Similar to the situation for windows, for patio and balcony doors there are a number of different opening systems available with varying features and arrangement. These can easily be matched individually and perfectly to the particular situation of the building and can be so arranged that the optimum patio/balcony door function is achieved – suitable for every occasion and building situation.
Obviously, the simplest and most common type of opening is when the patio or balcony door comprises a single sash element and this is opened by turning on a fixed vertical axis by way of a set of hinges. The direction of opening can, of course, be to the left or the right with the hinges arranged accordingly. Please note! Where the hinges are placed on the left side and the handle of the door is on the right, then we call this a DIN left door; where the hinges are placed on the right side and the handle of the door is on the left, then we call this a DIN right door.
If, as well as turning, the door also tilts then the door cannot only be opened on rotation but the door can also be set into a tilted position.

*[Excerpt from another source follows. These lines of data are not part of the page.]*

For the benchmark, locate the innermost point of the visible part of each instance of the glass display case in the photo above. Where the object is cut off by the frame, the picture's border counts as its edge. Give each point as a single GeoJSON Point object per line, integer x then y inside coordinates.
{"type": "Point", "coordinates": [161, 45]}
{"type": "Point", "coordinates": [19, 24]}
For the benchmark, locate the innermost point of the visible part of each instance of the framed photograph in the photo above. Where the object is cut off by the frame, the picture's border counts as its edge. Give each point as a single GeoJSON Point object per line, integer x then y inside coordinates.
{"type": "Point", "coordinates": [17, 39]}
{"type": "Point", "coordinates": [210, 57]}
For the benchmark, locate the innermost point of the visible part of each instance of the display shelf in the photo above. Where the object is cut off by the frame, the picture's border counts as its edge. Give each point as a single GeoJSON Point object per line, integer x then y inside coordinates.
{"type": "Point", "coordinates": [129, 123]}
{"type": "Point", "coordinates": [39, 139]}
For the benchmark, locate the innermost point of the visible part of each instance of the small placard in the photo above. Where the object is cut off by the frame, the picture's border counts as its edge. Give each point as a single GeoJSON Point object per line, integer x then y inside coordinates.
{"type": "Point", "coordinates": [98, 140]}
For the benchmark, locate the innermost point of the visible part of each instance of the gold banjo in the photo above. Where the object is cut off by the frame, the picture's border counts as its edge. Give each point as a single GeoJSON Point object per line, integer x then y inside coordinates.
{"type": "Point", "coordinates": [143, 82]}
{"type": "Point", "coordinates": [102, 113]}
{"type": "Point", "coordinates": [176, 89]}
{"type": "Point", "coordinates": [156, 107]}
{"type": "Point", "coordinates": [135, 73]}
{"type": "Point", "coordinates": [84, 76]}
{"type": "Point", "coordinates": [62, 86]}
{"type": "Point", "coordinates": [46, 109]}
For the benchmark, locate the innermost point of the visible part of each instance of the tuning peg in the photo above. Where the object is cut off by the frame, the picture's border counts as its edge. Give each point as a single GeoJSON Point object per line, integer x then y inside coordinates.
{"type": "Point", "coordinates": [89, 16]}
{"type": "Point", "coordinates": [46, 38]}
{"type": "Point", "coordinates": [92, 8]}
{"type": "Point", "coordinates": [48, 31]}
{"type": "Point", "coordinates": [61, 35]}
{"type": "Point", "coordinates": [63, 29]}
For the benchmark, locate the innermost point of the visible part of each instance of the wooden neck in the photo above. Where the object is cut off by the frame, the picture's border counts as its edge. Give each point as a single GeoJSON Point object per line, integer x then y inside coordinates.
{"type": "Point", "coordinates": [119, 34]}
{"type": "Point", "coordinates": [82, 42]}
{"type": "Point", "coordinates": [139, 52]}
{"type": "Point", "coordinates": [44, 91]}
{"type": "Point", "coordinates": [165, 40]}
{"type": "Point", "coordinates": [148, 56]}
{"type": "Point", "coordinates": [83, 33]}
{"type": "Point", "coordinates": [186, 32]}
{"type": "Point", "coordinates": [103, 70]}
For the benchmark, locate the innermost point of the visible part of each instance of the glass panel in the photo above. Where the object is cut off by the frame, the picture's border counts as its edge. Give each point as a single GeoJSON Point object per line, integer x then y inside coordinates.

These doors are typically referred to as either turn – tilt – right or as turn – tilt – left doors.
Selection of the actual function, i.e. turn or tilt is carried by the door handle which has different functions set at 90 degree steps of turning the handle: handle vertically down = door closed, horizontal = turn function / door open, vertically up = tilt function / door tilted.
Double sash constructions for patio and balcony doors are available whereby the version flying mullion is very popular. The flying mullion is a mullion or central post which opens with the door as the profile or closing strip is fitted into the window or the door sash.
This type of opening does away with the central mullion, which greatly enlarges the amount of space between the two door sash units making the room itself seem so much bigger.
This way you have a much better uninterrupted view to the outside surroundings and large and difficult to move furniture can easily be brought into or taken out of the room.
The active leaf is opened first and is operated by turning the patio or balcony door handle, whereby it is usually possible to also use the tilt function on this element.
The inactive leaf or flying mullion is that part of the door which cannot be tilted and is opened using a door edge lever and is opened second.
An increasingly popular method of opening patio and balcony doors, allowing large spacious openings, is the sliding door unit, for example, the door with lift-and-slide function or that with parallel-slide-tilt function.
We have summarised a large amount of information on sliding doors on our special section dedicated to this kind of door.
Furthermore it is possible to order patio and balcony doors which open outwards. This allows the space right in front of the door to be used much more effectively. However, the tilt function which is normally possible cannot be employed with this type of door opening.
Many people are in the situation that their home and living space must be barrier-free due to physical handicaps or the building specifications in their area demand it.
This means that all living areas – and obviously all entrances and exits – must be accessible to all residents and visitors whether they are handicapped or not.
Fortunately, many barrier-free features are already standard today and even patio and balcony doors can be designed to be barrier-free. The patio door or the balcony door can be fitted with a flush-floor exit using a threshold strip which is absolutely flush with the ground.
Hence, a stumbling block that is often a trip hazard can be eliminated.